Sempre vestiste preto para esconder os amassos das lutas em que te metias, rixas de rua cheias de pedras da calçada, e buracos de alcatrão.
Quando eras pequeno e franzino sonhavas ser pugilista, ter daqueles de calções largos e brilhantes, luvas sintéticas azuis a combinar com a faixa lateral dos calções. Adormecias a ver-te dar pulinhos de aquecimento e a plateia a urrar de entusiasmo. Treinavas no quarto, pendurando as almofadas com um baraço no candeeiro de tecto, vestias os calções de banho mais foleiros que o pai tinha e, colavas com fita cola castanha, que surripiaras na garagem, umas luvas de cozinha com galos de Barcelos, de bico aberto, incansáveis, a torcerem por ti.

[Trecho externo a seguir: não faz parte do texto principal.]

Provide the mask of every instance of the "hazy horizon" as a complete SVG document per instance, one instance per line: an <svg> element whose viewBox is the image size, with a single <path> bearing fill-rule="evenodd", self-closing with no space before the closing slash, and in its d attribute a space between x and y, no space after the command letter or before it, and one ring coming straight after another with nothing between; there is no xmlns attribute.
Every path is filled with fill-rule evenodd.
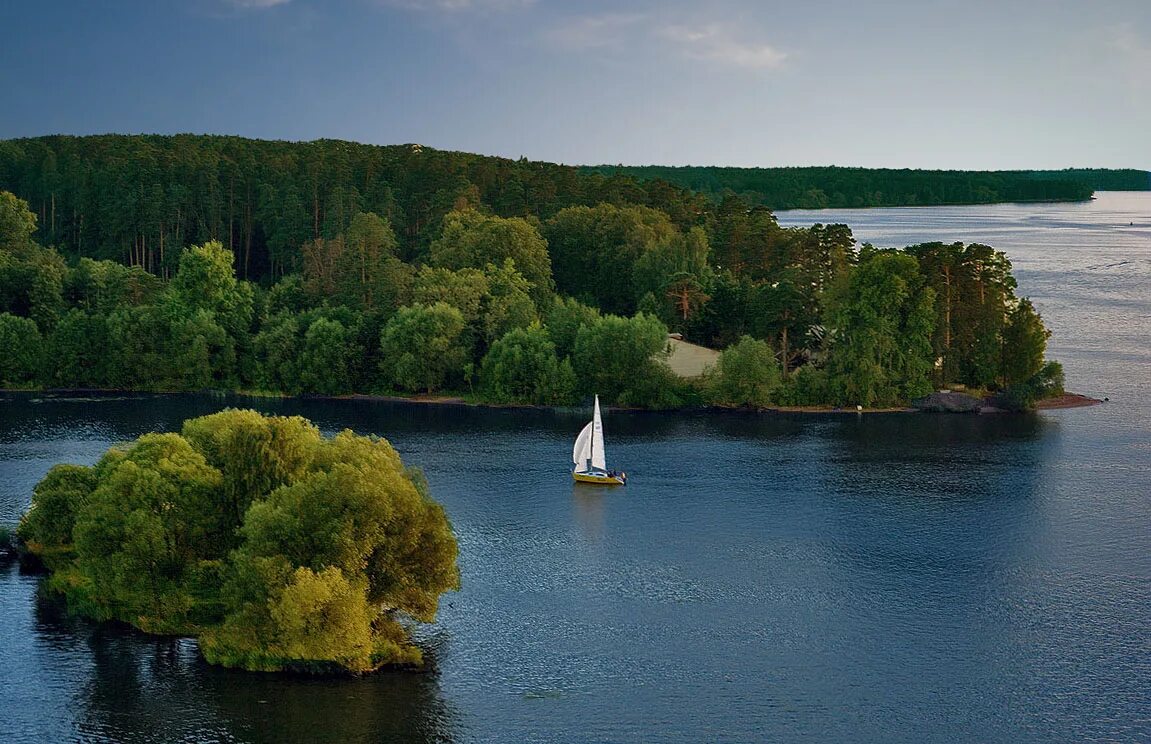
<svg viewBox="0 0 1151 744"><path fill-rule="evenodd" d="M1151 3L0 7L0 138L420 143L573 165L1151 169Z"/></svg>

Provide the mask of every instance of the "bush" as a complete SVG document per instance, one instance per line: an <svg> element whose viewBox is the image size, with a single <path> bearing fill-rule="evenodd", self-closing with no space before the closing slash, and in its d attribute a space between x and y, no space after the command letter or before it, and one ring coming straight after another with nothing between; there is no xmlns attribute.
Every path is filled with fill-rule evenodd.
<svg viewBox="0 0 1151 744"><path fill-rule="evenodd" d="M245 669L417 663L396 615L459 584L426 481L382 439L223 411L58 465L20 526L71 612L195 635Z"/></svg>
<svg viewBox="0 0 1151 744"><path fill-rule="evenodd" d="M779 363L768 342L744 336L719 355L709 382L715 404L767 408L779 387Z"/></svg>

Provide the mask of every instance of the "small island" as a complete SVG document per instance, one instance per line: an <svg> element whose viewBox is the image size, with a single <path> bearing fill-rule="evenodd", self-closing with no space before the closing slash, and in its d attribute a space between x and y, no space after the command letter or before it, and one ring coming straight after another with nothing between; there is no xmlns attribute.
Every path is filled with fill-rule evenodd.
<svg viewBox="0 0 1151 744"><path fill-rule="evenodd" d="M386 440L247 410L54 466L17 533L69 612L249 670L418 667L406 625L459 587L448 517Z"/></svg>

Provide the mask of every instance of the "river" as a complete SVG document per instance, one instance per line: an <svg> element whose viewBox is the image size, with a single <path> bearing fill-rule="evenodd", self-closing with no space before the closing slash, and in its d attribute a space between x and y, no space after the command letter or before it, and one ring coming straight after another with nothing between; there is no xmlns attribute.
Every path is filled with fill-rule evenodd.
<svg viewBox="0 0 1151 744"><path fill-rule="evenodd" d="M1007 252L1068 388L1037 415L605 416L211 395L0 396L0 523L58 462L227 405L387 436L463 589L426 674L252 675L70 618L0 564L5 742L1151 739L1151 193L788 212Z"/></svg>

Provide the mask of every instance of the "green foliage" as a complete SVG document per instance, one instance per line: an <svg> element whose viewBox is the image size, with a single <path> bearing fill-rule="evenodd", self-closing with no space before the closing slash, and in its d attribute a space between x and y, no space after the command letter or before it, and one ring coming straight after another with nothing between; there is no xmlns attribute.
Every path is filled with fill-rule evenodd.
<svg viewBox="0 0 1151 744"><path fill-rule="evenodd" d="M544 223L544 236L562 293L590 298L605 312L630 314L641 296L633 274L637 261L676 241L677 231L657 210L600 204L561 211Z"/></svg>
<svg viewBox="0 0 1151 744"><path fill-rule="evenodd" d="M647 405L657 392L650 380L666 379L666 365L655 358L666 346L666 326L642 313L604 316L581 326L572 354L580 390L607 403Z"/></svg>
<svg viewBox="0 0 1151 744"><path fill-rule="evenodd" d="M23 386L37 378L44 340L35 322L0 313L0 386Z"/></svg>
<svg viewBox="0 0 1151 744"><path fill-rule="evenodd" d="M54 468L20 536L74 612L246 669L418 663L398 615L432 622L459 585L443 509L387 441L253 411Z"/></svg>
<svg viewBox="0 0 1151 744"><path fill-rule="evenodd" d="M779 387L779 363L765 341L744 336L724 349L709 380L709 397L719 405L767 408Z"/></svg>
<svg viewBox="0 0 1151 744"><path fill-rule="evenodd" d="M351 393L350 367L355 354L348 328L338 320L318 319L304 334L298 359L299 388L323 395Z"/></svg>
<svg viewBox="0 0 1151 744"><path fill-rule="evenodd" d="M429 250L434 266L459 269L504 265L512 260L527 280L539 304L551 295L551 259L548 243L527 220L486 217L475 210L452 212Z"/></svg>
<svg viewBox="0 0 1151 744"><path fill-rule="evenodd" d="M46 562L70 552L76 514L87 502L96 483L91 468L53 466L32 491L32 508L17 527L20 539Z"/></svg>
<svg viewBox="0 0 1151 744"><path fill-rule="evenodd" d="M890 168L731 168L594 166L599 172L660 181L719 199L739 193L775 210L1082 200L1100 184L1151 188L1145 172L909 170ZM1133 177L1134 176L1134 177Z"/></svg>
<svg viewBox="0 0 1151 744"><path fill-rule="evenodd" d="M601 311L640 310L712 348L744 335L768 341L785 380L802 367L823 372L825 385L786 386L780 396L823 389L821 403L895 402L929 382L1004 388L1030 379L1042 354L1022 363L1008 349L1008 333L1028 333L1008 327L1017 301L1003 253L907 249L933 290L924 355L922 318L907 308L843 314L867 304L843 297L853 267L879 252L856 250L844 225L780 228L762 204L775 204L772 193L809 206L1050 198L1069 193L1069 181L1116 176L826 168L676 177L688 173L703 177L691 184L701 193L428 147L190 136L8 142L0 187L29 202L0 197L0 313L31 319L38 354L52 362L9 384L291 394L471 387L512 329L542 321L561 364L570 357L580 371L589 363L576 358L579 329ZM420 259L430 265L409 263ZM589 304L555 302L554 286ZM442 364L418 346L422 332L394 333L383 347L401 309L437 303L464 320ZM846 335L848 326L870 327L875 343L855 344L862 336ZM910 336L889 343L874 335L879 327ZM417 346L402 348L401 337ZM656 394L651 380L663 372L647 372L616 384L616 402L698 395L674 380Z"/></svg>
<svg viewBox="0 0 1151 744"><path fill-rule="evenodd" d="M828 371L805 365L790 374L775 393L780 405L824 405L831 400Z"/></svg>
<svg viewBox="0 0 1151 744"><path fill-rule="evenodd" d="M997 396L997 402L1009 410L1029 410L1046 397L1064 394L1064 366L1047 362L1027 380L1011 385Z"/></svg>
<svg viewBox="0 0 1151 744"><path fill-rule="evenodd" d="M480 385L493 401L565 405L574 402L571 362L540 325L516 328L491 344L480 367Z"/></svg>
<svg viewBox="0 0 1151 744"><path fill-rule="evenodd" d="M1051 332L1035 311L1030 299L1021 301L1007 314L1003 343L1003 378L1007 386L1034 378L1043 369Z"/></svg>
<svg viewBox="0 0 1151 744"><path fill-rule="evenodd" d="M882 252L832 297L831 402L890 405L930 389L935 293L910 256Z"/></svg>
<svg viewBox="0 0 1151 744"><path fill-rule="evenodd" d="M233 252L218 241L192 245L180 257L169 294L185 312L212 312L213 320L237 337L252 322L252 287L236 280L234 261Z"/></svg>
<svg viewBox="0 0 1151 744"><path fill-rule="evenodd" d="M380 336L380 370L398 388L432 393L459 374L471 349L464 343L464 316L451 305L401 308Z"/></svg>
<svg viewBox="0 0 1151 744"><path fill-rule="evenodd" d="M36 214L28 202L10 191L0 191L0 251L18 251L32 242Z"/></svg>
<svg viewBox="0 0 1151 744"><path fill-rule="evenodd" d="M579 329L593 325L599 319L600 311L595 308L570 297L556 297L546 318L548 335L556 344L556 355L561 358L571 356L576 350L576 336L579 335Z"/></svg>

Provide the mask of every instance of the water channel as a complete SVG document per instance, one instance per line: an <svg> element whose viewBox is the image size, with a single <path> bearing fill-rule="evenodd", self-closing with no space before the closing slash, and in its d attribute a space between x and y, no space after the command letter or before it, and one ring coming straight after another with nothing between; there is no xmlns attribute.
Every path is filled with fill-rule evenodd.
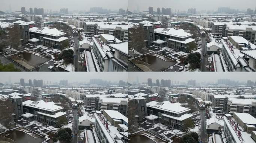
<svg viewBox="0 0 256 143"><path fill-rule="evenodd" d="M6 137L11 139L15 143L40 143L45 140L44 138L35 138L22 131L13 131L7 133Z"/></svg>

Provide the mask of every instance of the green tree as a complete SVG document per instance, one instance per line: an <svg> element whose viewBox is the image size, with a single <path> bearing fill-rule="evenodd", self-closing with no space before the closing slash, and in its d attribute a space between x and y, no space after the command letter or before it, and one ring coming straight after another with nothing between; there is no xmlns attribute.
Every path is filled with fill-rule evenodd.
<svg viewBox="0 0 256 143"><path fill-rule="evenodd" d="M189 118L185 120L185 128L187 131L189 128L193 128L195 127L194 122L191 118Z"/></svg>
<svg viewBox="0 0 256 143"><path fill-rule="evenodd" d="M62 116L60 117L59 121L57 122L57 126L60 127L61 128L62 125L67 125L68 124L68 120L67 117L65 116Z"/></svg>
<svg viewBox="0 0 256 143"><path fill-rule="evenodd" d="M199 68L201 63L201 55L198 52L189 54L186 61L190 64L190 68L192 70Z"/></svg>
<svg viewBox="0 0 256 143"><path fill-rule="evenodd" d="M182 142L183 143L196 143L197 141L192 136L191 134L185 134L182 139Z"/></svg>
<svg viewBox="0 0 256 143"><path fill-rule="evenodd" d="M60 50L62 50L64 48L67 47L68 46L69 46L69 42L68 42L68 41L65 40L64 41L64 42L63 42L63 43L62 44L62 47L61 47L61 48Z"/></svg>
<svg viewBox="0 0 256 143"><path fill-rule="evenodd" d="M65 62L67 63L73 63L74 59L74 51L71 49L63 51L62 53L62 57Z"/></svg>
<svg viewBox="0 0 256 143"><path fill-rule="evenodd" d="M189 43L189 47L187 48L186 50L188 53L191 53L192 51L196 50L196 45L195 43L192 42Z"/></svg>
<svg viewBox="0 0 256 143"><path fill-rule="evenodd" d="M59 140L64 143L71 142L72 131L69 128L61 128L58 131L57 137Z"/></svg>
<svg viewBox="0 0 256 143"><path fill-rule="evenodd" d="M0 61L0 72L20 72L21 70L17 69L13 64L3 65Z"/></svg>
<svg viewBox="0 0 256 143"><path fill-rule="evenodd" d="M129 28L128 35L128 48L133 52L142 51L142 48L146 47L144 40L146 37L144 30L141 26L134 26Z"/></svg>
<svg viewBox="0 0 256 143"><path fill-rule="evenodd" d="M21 44L21 33L18 26L12 26L7 28L8 31L9 38L8 43L12 48L17 48Z"/></svg>

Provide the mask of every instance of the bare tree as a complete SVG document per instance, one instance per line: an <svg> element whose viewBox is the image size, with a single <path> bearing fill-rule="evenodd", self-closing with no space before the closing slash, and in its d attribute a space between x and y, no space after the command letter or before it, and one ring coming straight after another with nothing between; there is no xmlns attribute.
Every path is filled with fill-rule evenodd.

Os anos foram passando, os galos foram ficando desbotados de tanta ovação, as almofadas perderam as penas, os calções do pai passaram a vincar-te a cintura.
Não havia dinheiro para sonhos, o boxe que te esperava era a luta que tinge as mãos de cinzento e, entre sonhos e raivas, carregavas a betoneira de mais areia.
Quem te via calado, não imaginava a velocidade que o teu cérebro trabalhava. Seguias, fazias e ias para o teu canto, sempre por um caminho diferente do dia anterior para que a rotina não ganhasse a luta da miséria. Pelo caminho de regresso arranjavas sempre forma de ganhar uma confrontação de peito de galo, era o teu momento alto da semana. Dizias que era para isso que vivias. Contavas knockouts na parede da cozinha, qual prisioneiro com medo de se perder entre cada nascer do Sol. Tanta vez te disse que essa luta não é a vida, e tu, com o teu sorriso aleijado sempre me respondias, “é a minha vida!”.
Hoje aqui estás, debaixo de ligaduras, talas e tubos, fizeram-te uma espera. Bem te disse que é isso que a vida faz! Não sei se me ouves, mas sei que irás abrir esses teu olhos raiados, por isso aqui virei todos os dias, na esperança que vejas o que escrevi no tecto, ao lado da almofada que pendurei em tua honra “Só é lutador quem sabe lutar consigo mesmo” e não, não quero que te esmurres, mas também não quero que te baixes aos teus golpes, quero só que os encares de olhos abertos, olhos nos olhos, que antecipes o próximo movimento, que te defendas, que recues, que avances, que bloqueies o ataque de gancho, que lutes, que venças e que no fim, eu te possa dar um abraço sem medos do que esconde essa sweatshirt negra.